Il se met à rire, et moi, je l’envie.
— Pourquoi le prénom de Jules ? C'est étrange pour un semi japonais.
Il marque une pause, possible que ça le ramène à sa jeunesse, là où j'ai remarqué qu'il était très affecté pour en parler. Mais il a aussi l'habitude de ne rien laisser paraître, alors après une légère inspiration il se reprend et dit :
— Oui, c’est vrai, mais ma mère était italienne.
Était ? Tout s’éclaircit petit à petit, son prénom comme son teint halé et ses yeux verts.
— J’pourrai pas en dire plus sur son choix, j'ai pas grandi près d'elle, confie-t-il avec un regard rempli de peine.
— Je suis désolée pour vous, grandir sans sa maman doit être une épreuve terrible.
— J'ai pas eu le choix, mais passons.
Je pose une main délicate sur sa joue pour aider à faire passer ce moment. Il embrasse mon poignet mais son regard démontre son affliction.
Je sais à quel point il est difficile de plonger dans les méandres du passé, je respecte le fait qu’il ne souhaite pas en dire plus. Cela me semble normal.
— Tout à l’heure, lorsque vous étiez dans la cage d’escalier alors que Judith était encore là, mes doigts se sont mis à briller, si au début j’ai cru qu’elle les avait vu, finalement non.
Si j’affirme cela c’est que je connais que trop bien le caractère de Judith et qu’il est certain qu’elle serait encore ici pour me poser des questions. Enfin, vu comment Jules l’a fait partir, pas sûre.
Il m'écoute, comme toujours, sans m'interrompre, je continue :
— Elle avait les yeux dessus, je ne sais pas comment elle n’aurait pas pu s’en rendre compte, vous pensez que nous sommes les seuls à être capable de les voir ?
— Eh bien, vu ce qu’vous me dites, j’ai envie d’vous dire oui. Et ça change tout !

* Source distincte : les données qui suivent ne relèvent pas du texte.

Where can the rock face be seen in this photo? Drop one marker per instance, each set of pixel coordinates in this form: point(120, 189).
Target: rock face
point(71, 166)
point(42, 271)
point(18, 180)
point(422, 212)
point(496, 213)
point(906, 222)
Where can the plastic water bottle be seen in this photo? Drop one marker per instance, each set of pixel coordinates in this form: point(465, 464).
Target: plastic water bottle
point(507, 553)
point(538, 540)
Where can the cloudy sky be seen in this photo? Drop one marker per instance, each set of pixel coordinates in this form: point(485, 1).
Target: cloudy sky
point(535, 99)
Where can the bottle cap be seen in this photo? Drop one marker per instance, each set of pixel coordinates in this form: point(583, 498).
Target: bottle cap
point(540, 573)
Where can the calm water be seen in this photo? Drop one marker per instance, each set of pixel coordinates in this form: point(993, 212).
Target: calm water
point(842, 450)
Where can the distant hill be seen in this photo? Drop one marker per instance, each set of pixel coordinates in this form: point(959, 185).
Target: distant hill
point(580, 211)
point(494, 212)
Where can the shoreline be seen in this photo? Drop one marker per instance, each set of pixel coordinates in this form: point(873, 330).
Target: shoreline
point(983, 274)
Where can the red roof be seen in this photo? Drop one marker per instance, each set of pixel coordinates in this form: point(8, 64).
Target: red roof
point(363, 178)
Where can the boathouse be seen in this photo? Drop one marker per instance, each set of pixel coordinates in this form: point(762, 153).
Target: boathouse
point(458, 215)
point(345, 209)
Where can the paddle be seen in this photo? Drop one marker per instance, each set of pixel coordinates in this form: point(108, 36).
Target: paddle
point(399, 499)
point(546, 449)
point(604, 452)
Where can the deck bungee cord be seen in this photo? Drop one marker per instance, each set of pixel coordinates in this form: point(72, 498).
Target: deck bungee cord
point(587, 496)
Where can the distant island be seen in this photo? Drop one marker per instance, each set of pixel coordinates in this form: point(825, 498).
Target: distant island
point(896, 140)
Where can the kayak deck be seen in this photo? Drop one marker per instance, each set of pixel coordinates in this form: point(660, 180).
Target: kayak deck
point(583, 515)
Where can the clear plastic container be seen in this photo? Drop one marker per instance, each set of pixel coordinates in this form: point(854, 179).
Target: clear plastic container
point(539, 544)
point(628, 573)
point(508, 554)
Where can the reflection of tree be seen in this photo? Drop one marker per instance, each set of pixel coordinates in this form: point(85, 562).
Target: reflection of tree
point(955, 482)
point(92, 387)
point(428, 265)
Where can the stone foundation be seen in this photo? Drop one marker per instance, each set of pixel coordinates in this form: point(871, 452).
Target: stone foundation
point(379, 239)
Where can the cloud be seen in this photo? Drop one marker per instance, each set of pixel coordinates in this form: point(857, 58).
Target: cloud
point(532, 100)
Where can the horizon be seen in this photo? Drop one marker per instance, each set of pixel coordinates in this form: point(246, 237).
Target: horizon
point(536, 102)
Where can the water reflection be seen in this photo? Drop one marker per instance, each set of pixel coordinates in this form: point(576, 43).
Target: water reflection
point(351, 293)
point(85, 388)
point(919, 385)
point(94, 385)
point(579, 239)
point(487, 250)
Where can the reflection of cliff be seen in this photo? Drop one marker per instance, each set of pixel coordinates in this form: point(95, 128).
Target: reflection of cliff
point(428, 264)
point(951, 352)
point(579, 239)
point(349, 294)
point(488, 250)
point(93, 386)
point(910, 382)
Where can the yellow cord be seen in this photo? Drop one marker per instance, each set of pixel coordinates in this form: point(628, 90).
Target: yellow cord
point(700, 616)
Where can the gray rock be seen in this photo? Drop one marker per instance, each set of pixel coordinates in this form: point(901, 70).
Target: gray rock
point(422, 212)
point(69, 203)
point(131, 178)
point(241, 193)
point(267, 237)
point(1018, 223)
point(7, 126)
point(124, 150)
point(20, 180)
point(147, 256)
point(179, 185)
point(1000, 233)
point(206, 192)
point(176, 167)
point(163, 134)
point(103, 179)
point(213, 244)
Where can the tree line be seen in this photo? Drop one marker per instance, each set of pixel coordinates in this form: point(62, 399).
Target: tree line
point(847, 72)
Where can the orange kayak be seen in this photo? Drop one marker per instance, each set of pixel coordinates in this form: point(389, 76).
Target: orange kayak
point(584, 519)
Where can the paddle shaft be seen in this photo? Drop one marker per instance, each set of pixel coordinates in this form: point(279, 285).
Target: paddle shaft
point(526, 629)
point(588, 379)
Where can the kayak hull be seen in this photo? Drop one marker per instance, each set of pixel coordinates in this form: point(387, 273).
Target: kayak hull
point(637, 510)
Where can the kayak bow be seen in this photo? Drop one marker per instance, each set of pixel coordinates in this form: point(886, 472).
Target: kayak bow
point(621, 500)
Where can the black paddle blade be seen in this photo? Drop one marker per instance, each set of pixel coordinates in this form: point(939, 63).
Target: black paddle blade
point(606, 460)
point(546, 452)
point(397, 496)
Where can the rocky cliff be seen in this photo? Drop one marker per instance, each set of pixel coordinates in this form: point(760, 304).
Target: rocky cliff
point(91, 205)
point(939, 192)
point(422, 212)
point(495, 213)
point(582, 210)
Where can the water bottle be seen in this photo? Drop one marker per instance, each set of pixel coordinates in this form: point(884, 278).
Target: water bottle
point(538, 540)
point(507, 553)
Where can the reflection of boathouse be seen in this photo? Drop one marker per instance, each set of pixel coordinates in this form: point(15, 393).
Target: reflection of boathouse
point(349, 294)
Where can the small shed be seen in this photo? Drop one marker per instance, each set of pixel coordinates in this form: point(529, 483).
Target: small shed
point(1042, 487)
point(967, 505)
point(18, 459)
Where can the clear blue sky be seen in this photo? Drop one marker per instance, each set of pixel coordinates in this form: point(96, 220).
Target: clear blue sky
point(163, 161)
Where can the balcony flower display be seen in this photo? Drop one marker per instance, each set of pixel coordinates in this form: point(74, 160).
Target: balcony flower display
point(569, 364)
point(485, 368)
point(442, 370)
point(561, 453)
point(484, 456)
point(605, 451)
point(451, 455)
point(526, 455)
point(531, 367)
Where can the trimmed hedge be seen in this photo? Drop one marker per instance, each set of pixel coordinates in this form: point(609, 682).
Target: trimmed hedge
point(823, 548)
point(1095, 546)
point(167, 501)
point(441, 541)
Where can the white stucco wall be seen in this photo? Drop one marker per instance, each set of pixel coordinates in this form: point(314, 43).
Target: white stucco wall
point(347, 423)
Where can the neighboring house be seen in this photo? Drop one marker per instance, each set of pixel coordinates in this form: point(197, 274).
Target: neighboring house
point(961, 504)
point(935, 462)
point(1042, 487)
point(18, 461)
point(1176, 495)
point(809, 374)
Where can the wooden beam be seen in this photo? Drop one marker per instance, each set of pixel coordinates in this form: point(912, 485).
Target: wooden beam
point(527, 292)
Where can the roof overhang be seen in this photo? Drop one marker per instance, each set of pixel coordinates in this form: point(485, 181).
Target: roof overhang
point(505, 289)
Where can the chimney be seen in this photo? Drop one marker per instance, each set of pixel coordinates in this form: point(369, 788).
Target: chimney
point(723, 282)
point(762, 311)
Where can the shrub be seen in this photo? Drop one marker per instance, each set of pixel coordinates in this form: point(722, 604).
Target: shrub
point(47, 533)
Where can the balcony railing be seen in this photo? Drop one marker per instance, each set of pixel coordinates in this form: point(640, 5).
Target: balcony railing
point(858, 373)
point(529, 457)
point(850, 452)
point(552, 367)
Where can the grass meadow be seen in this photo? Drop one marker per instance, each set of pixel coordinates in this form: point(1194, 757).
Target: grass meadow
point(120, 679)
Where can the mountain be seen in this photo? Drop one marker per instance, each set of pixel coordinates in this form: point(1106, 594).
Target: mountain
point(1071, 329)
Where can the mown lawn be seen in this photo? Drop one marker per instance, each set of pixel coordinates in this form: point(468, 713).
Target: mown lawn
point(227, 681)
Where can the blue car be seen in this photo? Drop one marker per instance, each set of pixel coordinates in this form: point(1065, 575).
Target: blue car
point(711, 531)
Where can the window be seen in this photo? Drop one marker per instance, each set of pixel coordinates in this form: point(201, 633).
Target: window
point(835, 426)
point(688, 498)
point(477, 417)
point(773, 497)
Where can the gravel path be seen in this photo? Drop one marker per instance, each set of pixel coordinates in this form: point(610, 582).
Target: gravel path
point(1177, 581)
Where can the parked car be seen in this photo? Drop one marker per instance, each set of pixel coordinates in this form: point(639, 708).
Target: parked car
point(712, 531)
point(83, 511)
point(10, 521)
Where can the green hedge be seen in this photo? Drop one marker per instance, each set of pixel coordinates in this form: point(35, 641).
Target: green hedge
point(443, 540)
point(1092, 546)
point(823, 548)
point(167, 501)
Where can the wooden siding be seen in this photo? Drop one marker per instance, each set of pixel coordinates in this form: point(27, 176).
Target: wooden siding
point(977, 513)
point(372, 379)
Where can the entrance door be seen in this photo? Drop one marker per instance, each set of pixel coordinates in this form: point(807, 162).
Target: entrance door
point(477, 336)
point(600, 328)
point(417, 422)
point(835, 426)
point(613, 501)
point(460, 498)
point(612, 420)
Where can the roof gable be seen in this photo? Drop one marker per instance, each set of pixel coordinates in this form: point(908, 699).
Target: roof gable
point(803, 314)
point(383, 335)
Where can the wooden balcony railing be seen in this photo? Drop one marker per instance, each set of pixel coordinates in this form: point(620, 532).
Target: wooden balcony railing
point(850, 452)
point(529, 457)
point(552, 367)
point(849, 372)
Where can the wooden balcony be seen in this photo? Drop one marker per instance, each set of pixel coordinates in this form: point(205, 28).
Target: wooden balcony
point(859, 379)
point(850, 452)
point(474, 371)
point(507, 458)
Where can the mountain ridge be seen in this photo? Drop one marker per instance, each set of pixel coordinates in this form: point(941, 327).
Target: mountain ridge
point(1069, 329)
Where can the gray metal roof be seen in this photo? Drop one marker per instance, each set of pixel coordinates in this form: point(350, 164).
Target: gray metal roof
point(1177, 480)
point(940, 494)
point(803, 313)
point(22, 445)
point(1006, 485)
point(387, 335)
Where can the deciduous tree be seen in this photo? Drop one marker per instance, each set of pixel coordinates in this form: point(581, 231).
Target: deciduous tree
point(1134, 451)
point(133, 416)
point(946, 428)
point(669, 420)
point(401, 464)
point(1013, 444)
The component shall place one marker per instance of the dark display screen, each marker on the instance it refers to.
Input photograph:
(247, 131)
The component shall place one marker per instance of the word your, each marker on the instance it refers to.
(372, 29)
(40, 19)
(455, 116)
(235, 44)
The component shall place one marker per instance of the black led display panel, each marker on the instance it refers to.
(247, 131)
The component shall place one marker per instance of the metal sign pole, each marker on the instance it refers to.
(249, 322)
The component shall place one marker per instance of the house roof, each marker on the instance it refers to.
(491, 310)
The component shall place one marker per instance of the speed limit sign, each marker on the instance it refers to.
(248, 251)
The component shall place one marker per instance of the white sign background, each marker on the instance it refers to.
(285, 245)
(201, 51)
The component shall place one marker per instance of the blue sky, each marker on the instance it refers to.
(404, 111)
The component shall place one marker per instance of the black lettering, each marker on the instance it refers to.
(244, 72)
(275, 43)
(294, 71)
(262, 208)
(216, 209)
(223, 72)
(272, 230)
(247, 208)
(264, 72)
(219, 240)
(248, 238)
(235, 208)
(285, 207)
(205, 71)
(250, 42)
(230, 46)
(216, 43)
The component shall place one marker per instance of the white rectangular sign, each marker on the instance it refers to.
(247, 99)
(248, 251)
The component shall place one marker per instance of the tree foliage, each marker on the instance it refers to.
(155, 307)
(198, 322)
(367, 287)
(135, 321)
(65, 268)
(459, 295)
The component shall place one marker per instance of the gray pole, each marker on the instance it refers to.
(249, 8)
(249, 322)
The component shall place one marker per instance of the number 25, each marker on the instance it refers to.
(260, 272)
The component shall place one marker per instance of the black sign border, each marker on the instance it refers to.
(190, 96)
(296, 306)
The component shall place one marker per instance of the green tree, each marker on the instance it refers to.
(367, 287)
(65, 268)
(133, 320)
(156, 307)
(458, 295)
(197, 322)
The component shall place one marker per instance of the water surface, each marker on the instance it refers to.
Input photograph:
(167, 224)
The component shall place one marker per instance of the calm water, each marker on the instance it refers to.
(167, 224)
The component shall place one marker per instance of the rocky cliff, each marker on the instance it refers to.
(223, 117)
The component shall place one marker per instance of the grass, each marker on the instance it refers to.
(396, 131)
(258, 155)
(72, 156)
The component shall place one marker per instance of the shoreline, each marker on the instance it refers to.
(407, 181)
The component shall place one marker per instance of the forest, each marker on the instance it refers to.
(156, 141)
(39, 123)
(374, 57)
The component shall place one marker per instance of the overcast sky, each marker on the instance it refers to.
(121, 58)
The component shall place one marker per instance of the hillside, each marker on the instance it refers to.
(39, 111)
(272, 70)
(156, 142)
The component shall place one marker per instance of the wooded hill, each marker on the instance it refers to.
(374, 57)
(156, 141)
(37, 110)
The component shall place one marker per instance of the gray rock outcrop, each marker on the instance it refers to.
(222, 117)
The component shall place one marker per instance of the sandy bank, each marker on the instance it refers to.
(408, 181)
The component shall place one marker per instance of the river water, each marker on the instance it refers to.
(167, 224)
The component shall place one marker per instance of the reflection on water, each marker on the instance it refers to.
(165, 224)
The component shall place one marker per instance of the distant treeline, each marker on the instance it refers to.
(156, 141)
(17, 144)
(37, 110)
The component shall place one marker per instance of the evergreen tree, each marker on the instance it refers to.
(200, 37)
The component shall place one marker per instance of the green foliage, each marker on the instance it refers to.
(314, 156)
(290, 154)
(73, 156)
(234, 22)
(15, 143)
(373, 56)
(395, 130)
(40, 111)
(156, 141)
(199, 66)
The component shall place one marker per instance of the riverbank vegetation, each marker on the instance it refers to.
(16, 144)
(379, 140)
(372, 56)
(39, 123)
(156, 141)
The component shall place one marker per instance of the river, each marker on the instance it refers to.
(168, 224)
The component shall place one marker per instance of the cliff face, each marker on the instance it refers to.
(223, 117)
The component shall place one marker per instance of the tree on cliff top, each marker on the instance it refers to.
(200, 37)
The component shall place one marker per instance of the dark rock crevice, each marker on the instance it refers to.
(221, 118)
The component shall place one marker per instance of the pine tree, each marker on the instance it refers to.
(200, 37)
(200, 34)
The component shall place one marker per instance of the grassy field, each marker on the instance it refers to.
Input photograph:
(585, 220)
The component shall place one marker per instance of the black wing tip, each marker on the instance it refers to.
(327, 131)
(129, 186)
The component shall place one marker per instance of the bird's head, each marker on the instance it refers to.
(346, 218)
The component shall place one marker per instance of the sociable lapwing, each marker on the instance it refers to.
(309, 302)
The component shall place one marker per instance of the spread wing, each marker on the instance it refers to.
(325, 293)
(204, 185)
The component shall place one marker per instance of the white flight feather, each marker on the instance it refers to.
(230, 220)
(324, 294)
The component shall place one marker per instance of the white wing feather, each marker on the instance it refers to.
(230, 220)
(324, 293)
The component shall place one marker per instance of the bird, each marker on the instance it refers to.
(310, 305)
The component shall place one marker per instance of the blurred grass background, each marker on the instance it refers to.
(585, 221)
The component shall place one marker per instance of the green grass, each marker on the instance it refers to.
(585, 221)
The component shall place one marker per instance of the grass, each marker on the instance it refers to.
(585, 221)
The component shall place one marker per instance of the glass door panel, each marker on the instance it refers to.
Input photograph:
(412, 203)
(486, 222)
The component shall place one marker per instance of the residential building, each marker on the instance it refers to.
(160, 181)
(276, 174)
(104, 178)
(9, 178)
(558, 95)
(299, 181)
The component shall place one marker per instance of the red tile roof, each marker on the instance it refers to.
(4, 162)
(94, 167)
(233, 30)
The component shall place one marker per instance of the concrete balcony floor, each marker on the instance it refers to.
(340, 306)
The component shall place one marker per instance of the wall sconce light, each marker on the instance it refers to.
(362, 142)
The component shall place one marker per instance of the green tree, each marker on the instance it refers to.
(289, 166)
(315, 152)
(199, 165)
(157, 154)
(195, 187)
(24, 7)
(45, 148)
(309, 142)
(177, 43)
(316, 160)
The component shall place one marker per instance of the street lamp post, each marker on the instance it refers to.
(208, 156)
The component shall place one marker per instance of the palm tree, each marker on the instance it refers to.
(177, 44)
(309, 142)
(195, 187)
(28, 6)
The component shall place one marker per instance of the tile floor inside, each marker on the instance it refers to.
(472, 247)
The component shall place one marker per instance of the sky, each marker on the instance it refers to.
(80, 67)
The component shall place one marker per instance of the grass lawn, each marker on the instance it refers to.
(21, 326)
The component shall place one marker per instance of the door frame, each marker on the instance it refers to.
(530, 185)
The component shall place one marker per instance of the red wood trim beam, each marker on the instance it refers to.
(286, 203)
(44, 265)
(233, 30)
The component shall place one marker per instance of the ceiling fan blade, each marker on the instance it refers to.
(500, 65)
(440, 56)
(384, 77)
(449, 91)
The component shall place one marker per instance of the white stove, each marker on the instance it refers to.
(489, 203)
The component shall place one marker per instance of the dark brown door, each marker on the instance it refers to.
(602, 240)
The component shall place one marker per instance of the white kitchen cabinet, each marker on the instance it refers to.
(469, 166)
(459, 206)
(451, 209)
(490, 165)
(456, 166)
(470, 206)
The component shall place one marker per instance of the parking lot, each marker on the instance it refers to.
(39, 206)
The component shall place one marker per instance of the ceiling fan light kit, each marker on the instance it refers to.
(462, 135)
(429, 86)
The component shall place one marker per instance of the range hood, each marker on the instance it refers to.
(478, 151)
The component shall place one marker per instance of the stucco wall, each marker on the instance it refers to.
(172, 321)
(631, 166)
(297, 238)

Je lui demande s’il en a parlé à quelqu’un de son entourage, il me dit que oui, Rita, une femme qui vivrait chez lui et s’occuperait de la maison et celle qu'il considère comme sa famille, je m’en souviens. Je n’ai pas cherché à en savoir plus car j’ai une question qui me taraude l’esprit depuis un moment.
— Jules, pourquoi n’avez-vous pas répondu à Judith ?
— Pourquoi ? J'aurais dû le faire ?
— Non, ma vie ne la regarde en rien, mais vous n’avez pas un tempérament à laisser les choses glisser, je me trompe ?
— Ahah, non, vous vous trompez pas, c’est à cause de vous Kira.
— De moi ? Mais qu’ai-je fait ? m’exclamé-je par tant l’incompréhension qu’il m’accuse.
— Oui, de vous, vous avez rien fait, mais j’ai vu votre visage contrit. En rajouter m’aurait fait passer pour une personne jouissant de l’anxiété des autres, j’prétends pas être un type bien, mais ça, c'est pas moi.
Je me surprends à resserrer sa main par ce que j’entends. Même si Judith n’est pas un danger, c’était pour lui une manière de me protéger. Je me sens tout émue par son attention si délicate.
Au fil de la soirée, à chaque baiser, nos petites étoiles brillantes revenaient nous voir. Comme pour nous signifier quelque chose, mais quoi ? Nous sommes de moins en moins surpris de les voir apparaître, un jour peut-être, il sera devenu normal de partager ces moments avec elles, qui sait.